VIRGINIA BEACH — Residents of this city will not see any increases in taxes and fees, according to a newly proposed 2018-2019 reconciliation budget.
The compromise also provides $6 million to be applied to pay compression issues that have rendered police and firefighters with what they view as unfair pay scales.
The original budget proposal, recommended by City Manager David Hansen on March 27, involved $7.7 million in tax and fee increases, including increases in the city’s personal property tax rates. Under the compromised budget, those tax increases are eliminated.
Mayor Louis Jones and Council member John Moss acted as unofficial representatives of the respective members of council; Moss acted on behalf of the “alternative budget” bloc, consisting of himself and fellow Council members Jessica Abbott and Bobby Dyer, while Jones understood the thinking of everyone else on council. Jones’ nickname has been “the budget maestro” for years, Moss said.
“He’s been reconciling budgets for decades. He meets with members individually and tries to understand everyone’s red lines,” Moss said.
There is an eight-vote requirement for general obligation bonds, and when Will Sessoms resigned as mayor, that only left seven members of council who typically do not vote with Moss, Abbott and Dyer.
Moss acknowledged that the resignation of the former mayor represented an opportunity.
“This would not have been possible without the resignation of mayor, in an election year,” Moss said.
Negotiations began last week when Jones and Moss met for breakfast to figure out “whether or not there was any space for compromise,” Moss said.
Process of elimination
The proposed tax and fee increases were eliminated by shifting money budgeted by Hansen for lapsed city positions — jobs that have been empty for sometimes up to a year.

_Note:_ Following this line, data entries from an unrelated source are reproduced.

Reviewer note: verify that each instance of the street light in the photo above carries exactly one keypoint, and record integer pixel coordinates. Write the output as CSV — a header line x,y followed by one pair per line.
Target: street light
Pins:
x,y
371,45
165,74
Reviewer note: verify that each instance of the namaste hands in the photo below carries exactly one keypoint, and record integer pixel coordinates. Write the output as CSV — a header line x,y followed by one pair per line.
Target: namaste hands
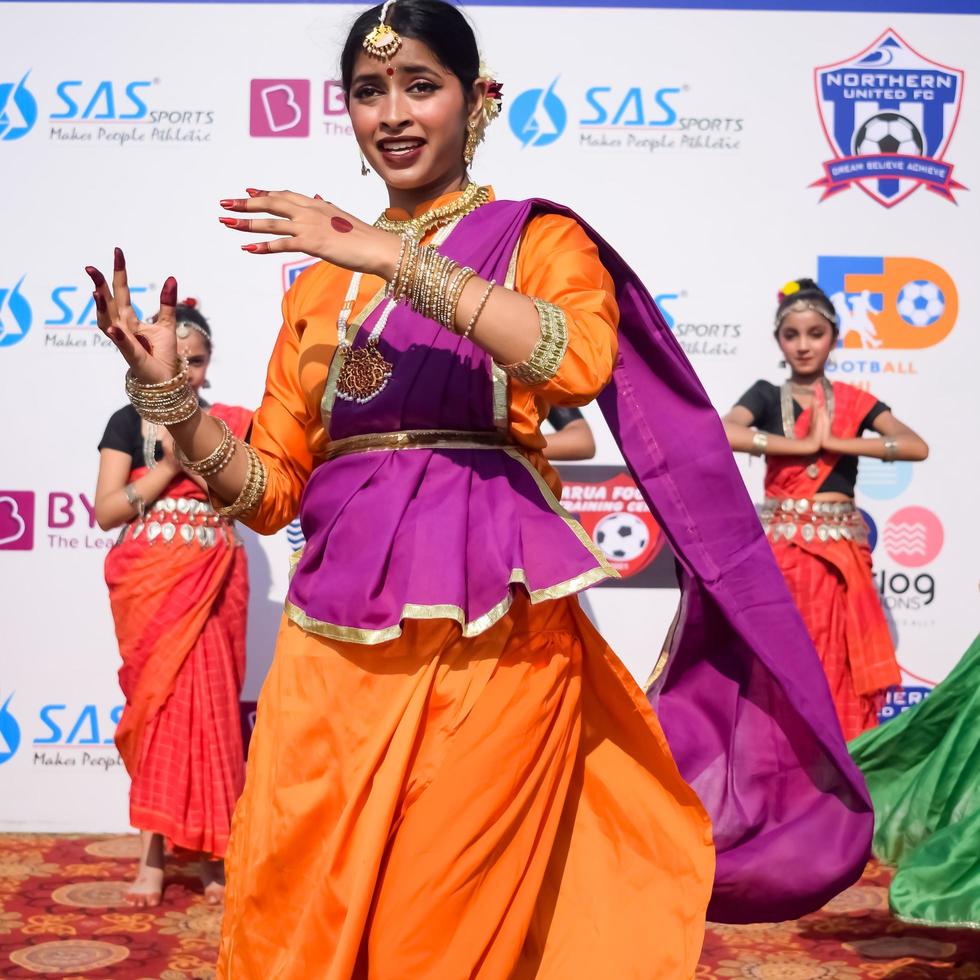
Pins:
x,y
316,228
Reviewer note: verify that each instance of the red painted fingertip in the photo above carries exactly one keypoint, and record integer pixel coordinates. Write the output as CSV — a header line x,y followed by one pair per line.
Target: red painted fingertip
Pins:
x,y
97,278
168,295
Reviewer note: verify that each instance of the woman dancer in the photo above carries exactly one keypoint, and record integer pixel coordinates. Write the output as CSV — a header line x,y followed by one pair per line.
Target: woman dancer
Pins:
x,y
923,773
178,587
811,432
451,774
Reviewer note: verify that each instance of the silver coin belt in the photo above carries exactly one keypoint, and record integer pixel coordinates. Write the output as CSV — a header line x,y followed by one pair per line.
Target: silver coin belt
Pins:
x,y
182,520
813,520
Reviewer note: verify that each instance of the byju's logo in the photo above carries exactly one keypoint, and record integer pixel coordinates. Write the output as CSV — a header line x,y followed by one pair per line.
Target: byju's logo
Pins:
x,y
16,520
15,315
886,302
9,733
913,537
888,114
18,110
538,117
280,107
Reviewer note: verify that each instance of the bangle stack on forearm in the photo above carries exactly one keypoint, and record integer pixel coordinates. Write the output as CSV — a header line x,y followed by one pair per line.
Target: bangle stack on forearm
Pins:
x,y
432,285
166,402
174,401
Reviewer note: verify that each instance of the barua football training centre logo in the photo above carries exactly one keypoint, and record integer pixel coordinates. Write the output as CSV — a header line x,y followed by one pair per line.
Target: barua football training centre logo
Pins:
x,y
888,114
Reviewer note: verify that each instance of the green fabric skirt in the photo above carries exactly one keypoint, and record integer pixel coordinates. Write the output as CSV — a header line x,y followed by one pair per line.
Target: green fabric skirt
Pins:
x,y
923,773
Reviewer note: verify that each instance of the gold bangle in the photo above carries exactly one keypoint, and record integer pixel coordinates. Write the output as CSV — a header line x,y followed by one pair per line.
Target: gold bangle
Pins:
x,y
479,309
543,363
252,490
216,460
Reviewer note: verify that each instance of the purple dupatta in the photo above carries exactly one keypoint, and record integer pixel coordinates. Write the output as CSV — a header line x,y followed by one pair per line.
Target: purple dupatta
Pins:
x,y
742,699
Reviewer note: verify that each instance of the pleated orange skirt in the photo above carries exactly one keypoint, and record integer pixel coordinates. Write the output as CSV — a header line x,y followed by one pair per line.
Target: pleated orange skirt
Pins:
x,y
438,807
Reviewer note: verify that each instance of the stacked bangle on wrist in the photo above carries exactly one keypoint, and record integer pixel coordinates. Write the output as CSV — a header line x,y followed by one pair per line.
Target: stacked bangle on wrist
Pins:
x,y
430,283
215,461
136,500
252,490
166,402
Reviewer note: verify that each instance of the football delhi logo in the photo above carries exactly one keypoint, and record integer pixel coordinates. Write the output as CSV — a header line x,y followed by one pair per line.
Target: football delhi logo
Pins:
x,y
888,114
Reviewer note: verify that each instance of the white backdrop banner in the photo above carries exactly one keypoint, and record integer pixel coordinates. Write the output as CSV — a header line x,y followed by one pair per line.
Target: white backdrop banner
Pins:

That freed up $11.7 million, which covered the cost of eliminating the $7.7 million in taxes.
In order to eliminate the tax increases, Moss said there is spending in the Capital Improvement Program that he disagrees with, he was willing to accept them to keep taxes down.
That included Agricultural Reserve Program money, which was proposed to be moved to stormwater projects, but will now stay within the ARP.
Moss, Abbott, and Dyer asked for spending on the proposed new City Hall, sports center and music hall to be split between debt and cash. Under the compromise budget, it will all be paid with debt.
“Ideally, I would have liked everything we talked about in the CIP to be paid with cash. But what we cared about most was eliminating the tax and fee increases,” Moss said. “An environment that requires people to compromise gets you better government.”